We checked that no user data is stored in the browsing history.

Result: The mail address is part of the title and all urls are store in history as long as you are not using incognito mode ❗️

Insecure deserialization

We created an overview diagram about all interfaces that the web and all native apps use and reviewed all data conversions on those component borders.

The client security highly depends on JSON.parse for deserialization as we use JSON nearly everywhere. We also use URL to parse mailto strings. For calling javascript from native code parts, we use evaluateJs on Android and evaluateJavascript on iOS (both invoked with a single base64 encoded string).

Result: All deserializations are fine ✔️

Components with known vulnerabilities

We verified that there are no security issues in used libraries (npm audit). We also checked that there are no unused libraries (depcheck) and that we are using up-to-date versions of the libraries (npm outdated).

In addition to that, we did an extensive code review for all runtime dependencies of Tutanota.

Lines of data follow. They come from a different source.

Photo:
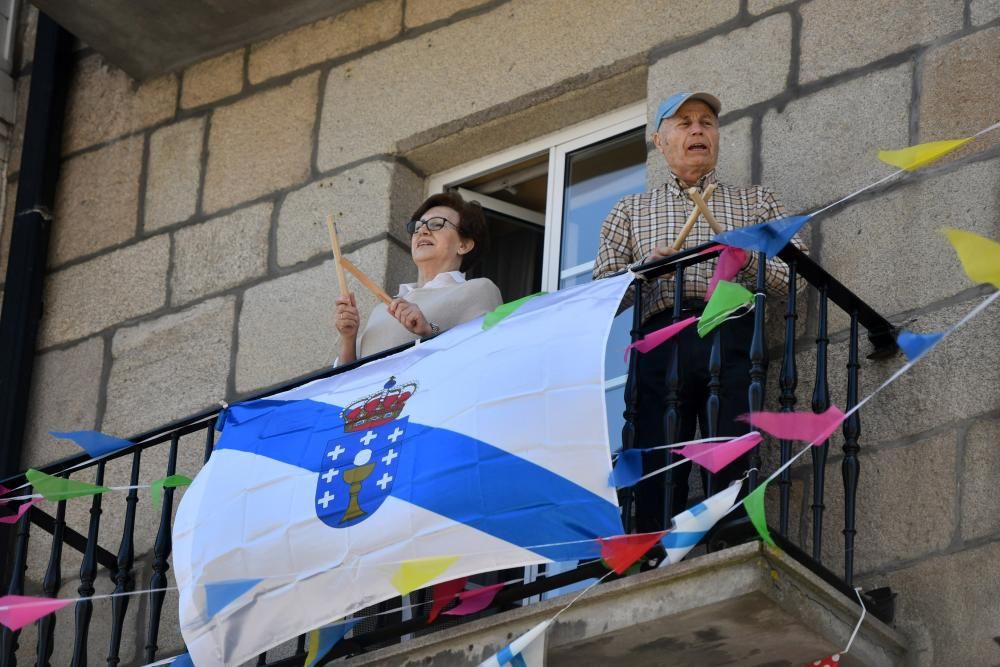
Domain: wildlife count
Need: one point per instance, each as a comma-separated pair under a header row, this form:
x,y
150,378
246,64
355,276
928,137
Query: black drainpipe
x,y
29,240
29,244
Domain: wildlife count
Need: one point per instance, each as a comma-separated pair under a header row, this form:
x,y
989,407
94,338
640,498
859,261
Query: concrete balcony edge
x,y
782,606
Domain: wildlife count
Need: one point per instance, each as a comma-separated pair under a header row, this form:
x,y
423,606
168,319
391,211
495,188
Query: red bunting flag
x,y
17,611
621,551
805,426
716,456
444,593
474,600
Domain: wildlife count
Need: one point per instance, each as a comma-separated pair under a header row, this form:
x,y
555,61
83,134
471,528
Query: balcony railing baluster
x,y
758,362
631,403
850,467
671,418
712,404
50,586
788,381
161,551
88,574
126,559
16,587
820,403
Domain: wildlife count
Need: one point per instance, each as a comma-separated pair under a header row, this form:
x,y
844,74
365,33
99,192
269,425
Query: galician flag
x,y
478,450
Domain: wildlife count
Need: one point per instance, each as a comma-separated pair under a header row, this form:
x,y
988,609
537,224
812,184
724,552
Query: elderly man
x,y
641,228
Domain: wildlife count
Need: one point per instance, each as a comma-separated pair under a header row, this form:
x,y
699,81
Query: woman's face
x,y
442,248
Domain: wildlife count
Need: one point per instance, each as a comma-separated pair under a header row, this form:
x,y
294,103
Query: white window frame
x,y
557,145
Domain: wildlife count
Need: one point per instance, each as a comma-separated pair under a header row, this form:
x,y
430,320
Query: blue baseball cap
x,y
669,106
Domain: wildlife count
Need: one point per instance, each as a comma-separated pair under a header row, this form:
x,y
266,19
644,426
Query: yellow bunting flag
x,y
914,157
979,255
413,574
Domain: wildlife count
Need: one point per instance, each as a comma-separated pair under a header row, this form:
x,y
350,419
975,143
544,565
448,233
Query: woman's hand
x,y
346,318
410,316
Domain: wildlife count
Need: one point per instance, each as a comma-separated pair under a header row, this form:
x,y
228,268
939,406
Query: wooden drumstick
x,y
335,244
700,204
689,224
366,281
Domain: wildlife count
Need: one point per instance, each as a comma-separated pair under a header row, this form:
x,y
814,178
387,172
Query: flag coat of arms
x,y
489,446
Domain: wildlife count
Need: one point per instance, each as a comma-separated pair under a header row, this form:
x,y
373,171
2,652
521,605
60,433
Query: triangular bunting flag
x,y
529,647
18,513
914,157
691,525
413,574
475,600
717,455
504,310
914,345
17,611
94,443
60,488
627,470
620,552
654,339
173,481
727,299
323,639
444,593
769,237
730,263
980,256
805,426
754,504
220,594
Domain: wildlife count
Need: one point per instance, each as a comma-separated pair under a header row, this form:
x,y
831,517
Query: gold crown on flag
x,y
378,408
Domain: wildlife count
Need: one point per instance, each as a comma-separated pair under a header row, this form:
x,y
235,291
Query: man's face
x,y
689,140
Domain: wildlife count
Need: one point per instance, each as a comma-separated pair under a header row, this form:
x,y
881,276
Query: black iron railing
x,y
98,558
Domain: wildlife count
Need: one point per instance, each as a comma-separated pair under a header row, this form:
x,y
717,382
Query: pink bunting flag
x,y
654,339
621,551
13,518
730,262
17,611
805,426
474,600
717,456
444,593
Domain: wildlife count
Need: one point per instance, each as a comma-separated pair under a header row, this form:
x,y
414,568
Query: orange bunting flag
x,y
620,552
980,256
914,157
413,574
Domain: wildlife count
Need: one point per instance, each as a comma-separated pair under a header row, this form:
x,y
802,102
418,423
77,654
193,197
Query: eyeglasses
x,y
433,224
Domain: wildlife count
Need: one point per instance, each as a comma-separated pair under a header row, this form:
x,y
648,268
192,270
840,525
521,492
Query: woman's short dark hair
x,y
471,223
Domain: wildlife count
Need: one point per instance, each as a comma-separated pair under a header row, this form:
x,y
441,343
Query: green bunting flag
x,y
727,298
156,488
60,488
504,310
754,504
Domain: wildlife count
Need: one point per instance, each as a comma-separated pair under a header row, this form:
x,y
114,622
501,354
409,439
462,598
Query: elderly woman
x,y
447,236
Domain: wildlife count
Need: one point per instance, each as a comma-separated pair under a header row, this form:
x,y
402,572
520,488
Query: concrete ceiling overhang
x,y
151,37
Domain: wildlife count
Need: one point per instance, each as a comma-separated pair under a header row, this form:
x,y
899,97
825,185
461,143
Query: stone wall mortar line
x,y
237,290
140,213
795,62
107,338
203,166
317,121
234,348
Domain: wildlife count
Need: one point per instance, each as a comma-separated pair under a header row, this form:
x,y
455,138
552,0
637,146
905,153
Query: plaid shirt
x,y
640,222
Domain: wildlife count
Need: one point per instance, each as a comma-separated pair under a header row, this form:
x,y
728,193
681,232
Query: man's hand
x,y
410,316
659,252
346,318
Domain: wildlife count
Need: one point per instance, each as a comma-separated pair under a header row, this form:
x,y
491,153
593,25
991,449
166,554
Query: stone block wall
x,y
189,258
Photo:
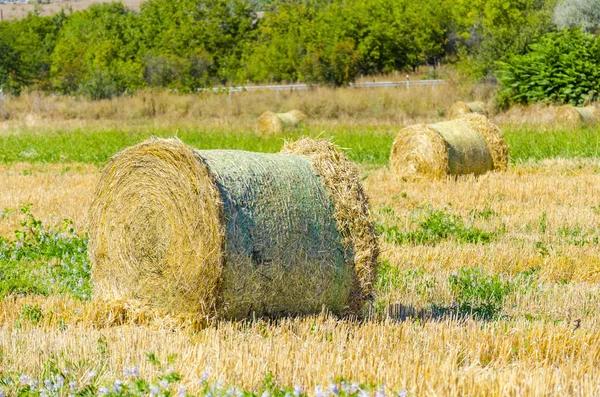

We focused especially on eval and new Function() calls, rest requests using XMLHttpRequest and fetch, DOM manipulations using document.createElement, insertAdjacentHTML nor innerHTML.

These were our findings from reviewing all dependencies:

  • Eval / new Function()
  • XMLHttpRequest and fetch
    • mithril uses XMLHttpRequest in m.request (not used by us)
  • document.createElement, insertAdjacentHTML and innerHTML
    • mithril creates script elements for jsonp (not used by us)
    • mithril manipulates dom in functions createHTML and createElement (as expected)
    • mithril uses innerHTML for setting content editable contents and for inserting trusted html into the dom (as expected)
    • bluebird creates divs (document.createElement("div")) only when not used in the browser
    • dompurify uses document.createElement, insertAdjacentHTML for sanitization purposes
    • SystemJs uses document.createElement to load imports
    • core-js (polyfill) uses document.createElement to implement IE8 compatibility
    • squire uses document.createElement to insert content into the ContentEditable

Result: The package.json referenced some libraries that were not up-to-date and unused. Security vulnerabilities were part of development time dependencies ❗️
Fix: We updated dependencies, removed unused ones with #712 ✔️. One development time dependency with a vulnerability can't be replaced at the moment.